Ok, but the US isn't the majority of the world.

[–] Mr_Blott@feddit.uk 5 points 6 days ago

Well, 4% of the population, 90% of the stupidity so...

[–] daggermoon@lemmy.world 0 points 5 days ago

I didn't say it was.

[–] ChaoticNeutralCzech@feddit.org 58 points 1 week ago (1 children)

They're not winning over the blind again after they limited access to screen-reader-accessible apps.

[–] flashgnash@lemm.ee 4 points 6 days ago (1 children)

On the flip side, training ai for image recognition has the potential for auto labelling images for the blind

Could be either the website owners themselves generate them if a human written one isn't provided, or a browser extension that auto labels any unlabelled images on the screen

[–] ChaoticNeutralCzech@feddit.org 2 points 6 days ago* (last edited 6 days ago) (1 children)

They're probably going to make a deal with Google to improve Google Lens. Yes, it will eventually help the blind but Reddit's shareholders will be getting even richer from people's donated time.

[–] Grimy@lemmy.world 1 points 6 days ago

Anybody can use the data as long as it's public facing. It's not because websites like reddit and getty stomp their feet and want us to pay that we have to.

https://en.m.wikipedia.org/wiki/List_of_datasets_for_machine-learning_research

Reddit is already in every llm model. Until the courts say otherwise clearly (and I highly doubt they will), it's fair game as it should be.

[–] perishthethought@lemm.ee 15 points 1 week ago (1 children)
[–] nightwatch_admin@feddit.nl 36 points 1 week ago (1 children)

AI steali..I mean harvesting, pardon learning

[–] Grimy@lemmy.world -3 points 1 week ago (1 children)

I'm sure blind people are happy to have the models that are built with this data, and since both the image and the description are public facing, anyone can use them including open source.

[–] achille225@jlai.lu 5 points 6 days ago (1 children)
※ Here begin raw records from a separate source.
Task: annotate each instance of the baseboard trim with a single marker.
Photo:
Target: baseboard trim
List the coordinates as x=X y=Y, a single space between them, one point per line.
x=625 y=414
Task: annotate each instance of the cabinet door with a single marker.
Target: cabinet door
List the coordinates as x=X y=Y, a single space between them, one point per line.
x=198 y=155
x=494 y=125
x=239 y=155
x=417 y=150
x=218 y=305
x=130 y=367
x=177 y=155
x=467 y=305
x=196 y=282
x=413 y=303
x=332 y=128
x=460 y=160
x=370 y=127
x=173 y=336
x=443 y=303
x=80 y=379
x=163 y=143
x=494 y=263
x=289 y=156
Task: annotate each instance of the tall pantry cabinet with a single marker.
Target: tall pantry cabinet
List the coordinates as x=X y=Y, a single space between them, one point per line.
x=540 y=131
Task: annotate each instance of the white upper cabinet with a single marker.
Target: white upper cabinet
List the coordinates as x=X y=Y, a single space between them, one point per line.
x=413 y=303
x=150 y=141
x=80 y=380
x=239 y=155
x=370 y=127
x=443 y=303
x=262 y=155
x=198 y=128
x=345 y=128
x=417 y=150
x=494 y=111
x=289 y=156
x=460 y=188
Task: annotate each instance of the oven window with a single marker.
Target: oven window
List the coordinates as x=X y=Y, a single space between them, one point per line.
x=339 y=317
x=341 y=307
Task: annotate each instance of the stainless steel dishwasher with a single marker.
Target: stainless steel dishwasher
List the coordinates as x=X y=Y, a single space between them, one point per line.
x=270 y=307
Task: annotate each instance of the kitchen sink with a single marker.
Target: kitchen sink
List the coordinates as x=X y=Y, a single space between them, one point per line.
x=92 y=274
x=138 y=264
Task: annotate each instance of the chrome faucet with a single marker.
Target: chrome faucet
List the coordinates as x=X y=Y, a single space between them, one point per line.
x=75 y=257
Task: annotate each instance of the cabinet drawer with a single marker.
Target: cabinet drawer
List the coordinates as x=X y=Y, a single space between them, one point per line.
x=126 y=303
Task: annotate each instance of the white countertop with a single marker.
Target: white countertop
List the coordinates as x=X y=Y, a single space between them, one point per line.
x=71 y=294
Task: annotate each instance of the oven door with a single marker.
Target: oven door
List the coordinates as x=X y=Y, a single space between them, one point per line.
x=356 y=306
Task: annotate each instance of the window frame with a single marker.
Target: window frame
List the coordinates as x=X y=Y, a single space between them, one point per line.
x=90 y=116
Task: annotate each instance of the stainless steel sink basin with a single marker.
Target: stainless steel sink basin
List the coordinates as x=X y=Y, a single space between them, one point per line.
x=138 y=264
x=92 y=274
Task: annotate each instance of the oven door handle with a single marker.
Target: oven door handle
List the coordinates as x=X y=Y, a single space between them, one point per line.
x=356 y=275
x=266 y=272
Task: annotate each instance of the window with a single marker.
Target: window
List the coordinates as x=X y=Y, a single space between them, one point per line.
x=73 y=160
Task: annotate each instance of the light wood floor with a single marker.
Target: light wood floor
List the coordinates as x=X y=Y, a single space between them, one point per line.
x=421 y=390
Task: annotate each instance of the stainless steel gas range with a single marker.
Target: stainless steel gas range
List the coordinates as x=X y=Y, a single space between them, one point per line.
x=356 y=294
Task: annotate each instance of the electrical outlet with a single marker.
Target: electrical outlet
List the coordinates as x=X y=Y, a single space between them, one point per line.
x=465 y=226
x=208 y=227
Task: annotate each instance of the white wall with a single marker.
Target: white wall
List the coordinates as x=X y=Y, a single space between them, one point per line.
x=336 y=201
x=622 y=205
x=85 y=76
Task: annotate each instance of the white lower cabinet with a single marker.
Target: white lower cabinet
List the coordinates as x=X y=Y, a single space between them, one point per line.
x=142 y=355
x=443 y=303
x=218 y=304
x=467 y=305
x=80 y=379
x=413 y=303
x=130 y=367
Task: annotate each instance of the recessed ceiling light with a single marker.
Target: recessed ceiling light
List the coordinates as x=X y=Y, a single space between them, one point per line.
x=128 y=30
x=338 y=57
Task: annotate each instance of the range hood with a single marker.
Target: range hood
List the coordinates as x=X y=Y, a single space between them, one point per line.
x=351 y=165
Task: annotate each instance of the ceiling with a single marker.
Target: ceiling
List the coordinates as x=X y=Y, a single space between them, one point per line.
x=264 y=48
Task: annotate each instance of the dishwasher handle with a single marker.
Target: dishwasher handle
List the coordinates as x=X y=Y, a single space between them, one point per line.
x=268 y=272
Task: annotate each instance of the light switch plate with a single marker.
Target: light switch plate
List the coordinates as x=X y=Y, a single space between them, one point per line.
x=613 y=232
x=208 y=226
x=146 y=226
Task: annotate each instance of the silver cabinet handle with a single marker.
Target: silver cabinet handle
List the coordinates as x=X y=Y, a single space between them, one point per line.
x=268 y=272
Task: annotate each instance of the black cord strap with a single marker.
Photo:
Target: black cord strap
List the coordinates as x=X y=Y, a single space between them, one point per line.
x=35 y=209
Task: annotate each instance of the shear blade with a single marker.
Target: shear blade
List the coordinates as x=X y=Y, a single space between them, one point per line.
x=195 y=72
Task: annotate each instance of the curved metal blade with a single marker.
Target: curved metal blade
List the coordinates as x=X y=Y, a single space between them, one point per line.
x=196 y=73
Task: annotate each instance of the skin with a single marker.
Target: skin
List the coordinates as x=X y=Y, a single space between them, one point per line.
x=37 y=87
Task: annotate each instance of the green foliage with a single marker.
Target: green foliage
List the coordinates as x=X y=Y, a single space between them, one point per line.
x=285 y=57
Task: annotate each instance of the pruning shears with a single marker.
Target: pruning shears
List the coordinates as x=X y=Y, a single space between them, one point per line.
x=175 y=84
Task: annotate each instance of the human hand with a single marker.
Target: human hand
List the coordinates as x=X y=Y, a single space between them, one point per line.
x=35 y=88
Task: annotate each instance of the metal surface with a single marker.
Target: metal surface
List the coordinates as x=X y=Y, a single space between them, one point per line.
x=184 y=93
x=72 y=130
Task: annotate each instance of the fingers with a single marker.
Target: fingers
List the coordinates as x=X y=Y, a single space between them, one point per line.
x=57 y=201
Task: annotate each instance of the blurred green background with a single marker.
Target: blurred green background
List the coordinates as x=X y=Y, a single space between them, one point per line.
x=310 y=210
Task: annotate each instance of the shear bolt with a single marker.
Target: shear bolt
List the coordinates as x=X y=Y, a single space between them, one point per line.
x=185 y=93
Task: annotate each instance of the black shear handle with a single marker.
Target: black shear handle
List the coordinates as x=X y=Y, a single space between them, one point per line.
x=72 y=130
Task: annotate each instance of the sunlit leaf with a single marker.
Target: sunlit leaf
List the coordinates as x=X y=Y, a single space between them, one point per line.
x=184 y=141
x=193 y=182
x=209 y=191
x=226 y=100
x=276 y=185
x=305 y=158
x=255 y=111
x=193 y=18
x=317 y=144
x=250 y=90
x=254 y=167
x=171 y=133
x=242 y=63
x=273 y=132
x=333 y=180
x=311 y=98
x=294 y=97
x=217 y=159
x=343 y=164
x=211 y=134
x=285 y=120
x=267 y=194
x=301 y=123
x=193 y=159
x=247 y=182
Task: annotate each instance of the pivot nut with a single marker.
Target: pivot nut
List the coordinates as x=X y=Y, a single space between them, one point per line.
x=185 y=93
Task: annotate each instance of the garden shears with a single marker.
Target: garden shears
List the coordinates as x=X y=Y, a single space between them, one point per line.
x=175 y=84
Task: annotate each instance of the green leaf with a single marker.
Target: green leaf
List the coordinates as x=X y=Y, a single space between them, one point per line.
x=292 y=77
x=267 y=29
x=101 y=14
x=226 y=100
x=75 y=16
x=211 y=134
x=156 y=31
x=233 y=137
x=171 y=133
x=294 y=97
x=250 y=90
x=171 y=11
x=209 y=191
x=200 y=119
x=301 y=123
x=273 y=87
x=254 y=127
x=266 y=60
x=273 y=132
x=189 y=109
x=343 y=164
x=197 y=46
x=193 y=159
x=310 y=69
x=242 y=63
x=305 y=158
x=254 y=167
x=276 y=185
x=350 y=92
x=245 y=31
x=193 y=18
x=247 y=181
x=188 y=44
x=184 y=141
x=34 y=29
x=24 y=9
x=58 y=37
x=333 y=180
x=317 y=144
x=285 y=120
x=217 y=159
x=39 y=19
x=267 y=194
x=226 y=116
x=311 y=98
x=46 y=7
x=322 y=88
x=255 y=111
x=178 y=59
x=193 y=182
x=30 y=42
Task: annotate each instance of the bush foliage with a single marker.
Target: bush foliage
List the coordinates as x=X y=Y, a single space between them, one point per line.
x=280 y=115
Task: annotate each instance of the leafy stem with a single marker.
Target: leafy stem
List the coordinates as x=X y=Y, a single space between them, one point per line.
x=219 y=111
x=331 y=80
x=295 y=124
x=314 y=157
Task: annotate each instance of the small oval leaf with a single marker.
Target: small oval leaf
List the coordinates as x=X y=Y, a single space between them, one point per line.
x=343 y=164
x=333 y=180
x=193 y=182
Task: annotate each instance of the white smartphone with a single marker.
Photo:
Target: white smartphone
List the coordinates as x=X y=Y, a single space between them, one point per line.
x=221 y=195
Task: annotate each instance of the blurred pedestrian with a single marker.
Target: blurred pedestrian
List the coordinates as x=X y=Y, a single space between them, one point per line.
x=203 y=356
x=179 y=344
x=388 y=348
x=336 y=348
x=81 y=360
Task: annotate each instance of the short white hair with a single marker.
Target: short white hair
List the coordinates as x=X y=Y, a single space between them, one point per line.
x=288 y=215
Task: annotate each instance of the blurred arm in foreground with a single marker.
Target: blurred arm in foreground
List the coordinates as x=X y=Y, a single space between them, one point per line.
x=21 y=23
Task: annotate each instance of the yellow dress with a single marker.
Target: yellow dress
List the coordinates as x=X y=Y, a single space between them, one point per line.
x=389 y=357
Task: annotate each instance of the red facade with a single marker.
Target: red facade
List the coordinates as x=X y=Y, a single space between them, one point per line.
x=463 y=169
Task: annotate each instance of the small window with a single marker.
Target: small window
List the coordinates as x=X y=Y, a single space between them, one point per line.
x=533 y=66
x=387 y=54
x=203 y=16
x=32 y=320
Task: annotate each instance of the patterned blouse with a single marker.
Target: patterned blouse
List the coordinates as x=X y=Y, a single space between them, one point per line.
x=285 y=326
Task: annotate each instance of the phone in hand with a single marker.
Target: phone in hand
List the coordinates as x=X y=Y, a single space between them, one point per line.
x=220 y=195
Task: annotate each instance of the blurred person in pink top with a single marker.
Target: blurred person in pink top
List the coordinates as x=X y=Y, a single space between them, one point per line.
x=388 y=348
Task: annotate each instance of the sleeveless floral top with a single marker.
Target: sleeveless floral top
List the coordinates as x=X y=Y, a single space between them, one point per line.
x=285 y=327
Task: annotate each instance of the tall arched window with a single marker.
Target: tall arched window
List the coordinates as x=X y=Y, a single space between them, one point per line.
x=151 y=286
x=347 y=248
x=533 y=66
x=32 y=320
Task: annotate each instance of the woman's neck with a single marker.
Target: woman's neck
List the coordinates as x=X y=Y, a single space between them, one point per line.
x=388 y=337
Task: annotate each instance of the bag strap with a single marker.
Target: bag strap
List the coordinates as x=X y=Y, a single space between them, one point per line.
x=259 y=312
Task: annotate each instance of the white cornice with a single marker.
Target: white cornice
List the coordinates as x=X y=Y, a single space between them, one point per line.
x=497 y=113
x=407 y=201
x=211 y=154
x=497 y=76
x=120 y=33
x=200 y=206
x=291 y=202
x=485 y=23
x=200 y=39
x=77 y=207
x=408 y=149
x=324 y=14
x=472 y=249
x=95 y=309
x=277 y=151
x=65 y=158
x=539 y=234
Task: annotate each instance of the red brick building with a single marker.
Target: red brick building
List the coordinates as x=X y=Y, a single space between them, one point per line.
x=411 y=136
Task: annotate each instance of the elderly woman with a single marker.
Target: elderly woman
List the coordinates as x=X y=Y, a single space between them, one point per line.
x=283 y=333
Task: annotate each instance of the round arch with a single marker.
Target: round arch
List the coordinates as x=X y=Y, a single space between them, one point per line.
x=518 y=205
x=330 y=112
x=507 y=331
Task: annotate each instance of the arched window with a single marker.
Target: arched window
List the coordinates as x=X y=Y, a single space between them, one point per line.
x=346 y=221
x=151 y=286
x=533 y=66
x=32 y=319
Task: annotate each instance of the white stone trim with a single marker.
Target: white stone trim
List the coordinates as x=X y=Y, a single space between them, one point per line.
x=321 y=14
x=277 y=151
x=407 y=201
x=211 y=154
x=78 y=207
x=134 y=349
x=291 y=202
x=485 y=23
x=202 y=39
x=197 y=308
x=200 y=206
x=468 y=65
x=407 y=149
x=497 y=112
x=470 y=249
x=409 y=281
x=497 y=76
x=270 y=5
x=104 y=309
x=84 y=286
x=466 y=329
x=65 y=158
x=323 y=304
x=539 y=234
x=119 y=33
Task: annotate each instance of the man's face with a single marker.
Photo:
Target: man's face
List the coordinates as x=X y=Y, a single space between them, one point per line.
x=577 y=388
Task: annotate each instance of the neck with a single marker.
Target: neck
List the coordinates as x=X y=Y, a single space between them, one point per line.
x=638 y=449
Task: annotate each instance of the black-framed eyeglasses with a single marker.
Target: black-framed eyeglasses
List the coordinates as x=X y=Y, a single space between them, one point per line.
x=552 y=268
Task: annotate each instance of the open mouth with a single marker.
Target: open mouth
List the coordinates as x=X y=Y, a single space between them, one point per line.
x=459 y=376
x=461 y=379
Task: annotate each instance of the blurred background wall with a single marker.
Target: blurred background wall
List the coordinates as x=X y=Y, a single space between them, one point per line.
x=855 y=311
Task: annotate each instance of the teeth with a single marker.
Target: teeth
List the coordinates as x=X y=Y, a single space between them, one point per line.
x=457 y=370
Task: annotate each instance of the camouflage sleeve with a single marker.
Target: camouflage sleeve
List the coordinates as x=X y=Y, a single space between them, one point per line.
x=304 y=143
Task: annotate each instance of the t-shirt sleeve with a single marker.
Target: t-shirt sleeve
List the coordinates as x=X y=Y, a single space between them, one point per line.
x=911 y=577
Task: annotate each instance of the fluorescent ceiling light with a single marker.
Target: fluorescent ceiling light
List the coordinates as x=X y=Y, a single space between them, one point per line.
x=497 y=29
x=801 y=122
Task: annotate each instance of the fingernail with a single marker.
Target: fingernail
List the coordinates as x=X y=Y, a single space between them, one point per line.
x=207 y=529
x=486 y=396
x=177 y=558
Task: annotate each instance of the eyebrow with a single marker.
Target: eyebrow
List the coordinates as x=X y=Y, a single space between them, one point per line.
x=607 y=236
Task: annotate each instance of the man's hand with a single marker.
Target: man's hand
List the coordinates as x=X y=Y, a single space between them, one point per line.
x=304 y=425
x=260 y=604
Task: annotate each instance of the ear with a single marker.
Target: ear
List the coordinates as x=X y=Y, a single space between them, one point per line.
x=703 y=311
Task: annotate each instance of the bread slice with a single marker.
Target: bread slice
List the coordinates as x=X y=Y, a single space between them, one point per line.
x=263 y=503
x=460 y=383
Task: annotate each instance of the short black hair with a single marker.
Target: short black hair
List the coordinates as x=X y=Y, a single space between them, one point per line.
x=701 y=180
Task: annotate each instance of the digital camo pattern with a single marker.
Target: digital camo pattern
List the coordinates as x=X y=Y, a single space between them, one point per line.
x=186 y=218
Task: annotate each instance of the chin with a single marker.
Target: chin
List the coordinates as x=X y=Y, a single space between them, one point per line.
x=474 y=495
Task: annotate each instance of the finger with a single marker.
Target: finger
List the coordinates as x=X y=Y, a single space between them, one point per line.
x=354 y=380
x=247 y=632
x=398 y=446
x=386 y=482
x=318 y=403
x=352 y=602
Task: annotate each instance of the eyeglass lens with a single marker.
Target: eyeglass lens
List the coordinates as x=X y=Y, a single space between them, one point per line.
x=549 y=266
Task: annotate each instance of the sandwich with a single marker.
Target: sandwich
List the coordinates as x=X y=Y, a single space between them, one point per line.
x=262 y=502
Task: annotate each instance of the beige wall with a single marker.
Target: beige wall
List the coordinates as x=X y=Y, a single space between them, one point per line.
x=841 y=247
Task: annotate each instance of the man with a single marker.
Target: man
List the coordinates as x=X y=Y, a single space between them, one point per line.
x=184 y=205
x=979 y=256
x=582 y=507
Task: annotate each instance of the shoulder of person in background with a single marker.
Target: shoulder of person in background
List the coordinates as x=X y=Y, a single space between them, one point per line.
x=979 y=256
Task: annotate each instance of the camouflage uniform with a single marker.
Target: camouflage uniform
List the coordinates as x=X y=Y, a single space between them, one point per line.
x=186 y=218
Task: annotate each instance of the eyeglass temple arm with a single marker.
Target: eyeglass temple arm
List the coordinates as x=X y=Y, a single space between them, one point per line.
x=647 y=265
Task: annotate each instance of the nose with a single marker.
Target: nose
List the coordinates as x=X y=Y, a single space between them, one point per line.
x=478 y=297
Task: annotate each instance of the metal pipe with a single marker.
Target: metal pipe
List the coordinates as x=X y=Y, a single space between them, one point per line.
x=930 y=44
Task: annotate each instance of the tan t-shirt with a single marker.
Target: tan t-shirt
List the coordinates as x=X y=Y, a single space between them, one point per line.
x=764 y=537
Except you need to pay Reddit to use their data for training

[–] Grimy@lemmy.world 1 points 6 days ago

No. That is what data brokers and big AI companies are pushing for but currently it's considered fair use.

Anything public facing can be used for ml and it's been like that for quite a while. It might change based on all the ongoing lawsuit but I doubt it will, it would be economic suicide and China doesn't care if it's "theft".

It's better for us, the consumer in any case, since having to pay for data would kill the open source scene and give openai and the other 3 companies a defecto monopoly.

[–] davel@lemmy.ml 13 points 1 week ago

Helping self-driving cars and drones.